Enhancing Retail Sales Forecasting with Optimized Machine Learning Models
Priyam Ganguly, Isha Mukherjee
TL;DR
The paper tackles retail store sales forecasting in the presence of strong seasonality and many product families, where LR underfits traditional models. It evaluates several ML approaches (RF, GB, SVR, XGBoost) and shows that an optimized RF with hyperparameter tuning and feature engineering achieves $R^2=0.945$ and $RMSLE=1.172$, outperforming GB ($R^2=0.942$), SVR ($R^2=0.940$), and XGBoost ($R^2=0.939$). The study uses the Favorita Stores dataset from Ecuador and demonstrates that careful preprocessing, lag features, and cross-validated hyperparameter search are key to capturing complex patterns. It highlights the practical impact of advanced ML in predictive analytics for retail, while suggesting future work on external variables and interpretable, hybrid models.
Abstract
In retail sales forecasting, accurately predicting future sales is crucial for inventory management and strategic planning. Traditional methods like LR often fall short due to the complexity of sales data, which includes seasonality and numerous product families. Recent advancements in machine learning (ML) provide more robust alternatives. This research benefits from the power of ML, particularly Random Forest (RF), Gradient Boosting (GB), Support Vector Regression (SVR), and XGBoost, to improve prediction accuracy. Despite advancements, a significant gap exists in handling complex datasets with high seasonality and multiple product families. The proposed solution involves implementing and optimizing a RF model, leveraging hyperparameter tuning through randomized search cross-validation. This approach addresses the complexities of the dataset, capturing intricate patterns that traditional methods miss. The optimized RF model achieved an R-squared value of 0.945, substantially higher than the initial RF model and traditional LR, which had an R-squared of 0.531. The model reduced the root mean squared logarithmic error (RMSLE) to 1.172, demonstrating its superior predictive capability.
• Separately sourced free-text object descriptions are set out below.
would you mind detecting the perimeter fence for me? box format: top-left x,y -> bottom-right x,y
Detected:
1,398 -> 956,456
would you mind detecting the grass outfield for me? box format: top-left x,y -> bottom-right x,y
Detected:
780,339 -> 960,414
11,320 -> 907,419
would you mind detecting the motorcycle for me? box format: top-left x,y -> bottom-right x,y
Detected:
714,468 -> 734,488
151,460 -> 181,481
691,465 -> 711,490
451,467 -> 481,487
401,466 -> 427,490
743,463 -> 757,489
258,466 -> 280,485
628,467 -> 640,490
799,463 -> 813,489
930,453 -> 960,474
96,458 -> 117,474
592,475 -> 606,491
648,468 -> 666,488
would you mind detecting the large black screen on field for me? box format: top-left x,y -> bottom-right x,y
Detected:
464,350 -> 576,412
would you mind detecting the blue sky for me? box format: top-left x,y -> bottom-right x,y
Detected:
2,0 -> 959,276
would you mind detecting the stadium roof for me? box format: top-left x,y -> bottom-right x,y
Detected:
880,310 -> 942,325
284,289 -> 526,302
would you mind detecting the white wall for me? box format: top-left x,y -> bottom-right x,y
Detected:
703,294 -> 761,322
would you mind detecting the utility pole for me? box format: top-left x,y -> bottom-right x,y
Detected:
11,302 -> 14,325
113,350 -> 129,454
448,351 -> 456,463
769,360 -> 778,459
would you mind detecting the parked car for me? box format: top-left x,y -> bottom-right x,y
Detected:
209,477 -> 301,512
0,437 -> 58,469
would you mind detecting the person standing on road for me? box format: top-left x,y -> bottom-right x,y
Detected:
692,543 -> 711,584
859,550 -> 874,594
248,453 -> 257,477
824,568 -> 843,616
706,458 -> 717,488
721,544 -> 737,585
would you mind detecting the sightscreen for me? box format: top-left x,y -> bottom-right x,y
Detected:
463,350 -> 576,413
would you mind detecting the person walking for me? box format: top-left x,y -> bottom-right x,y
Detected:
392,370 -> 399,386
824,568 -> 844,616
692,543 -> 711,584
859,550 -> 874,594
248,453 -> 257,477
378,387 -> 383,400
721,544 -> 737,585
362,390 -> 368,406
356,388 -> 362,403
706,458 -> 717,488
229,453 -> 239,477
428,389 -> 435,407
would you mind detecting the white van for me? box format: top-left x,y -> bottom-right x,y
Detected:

The optimized RF model did better than cutting-edge models like Gradient Boosting (R-squared: 0.942), SVR (R-squared: 0.940), and XGBoost (R-squared: 0.939), with more minor mean squared error (MSE) and mean absolute error (MAE) numbers. The results demonstrate that the optimized RF model excels in forecasting retail sales, handling the datasets complexity with higher accuracy and reliability. This research highlights the importance of advanced ML techniques in predictive analytics, offering a significant improvement over traditional methods and other contemporary models.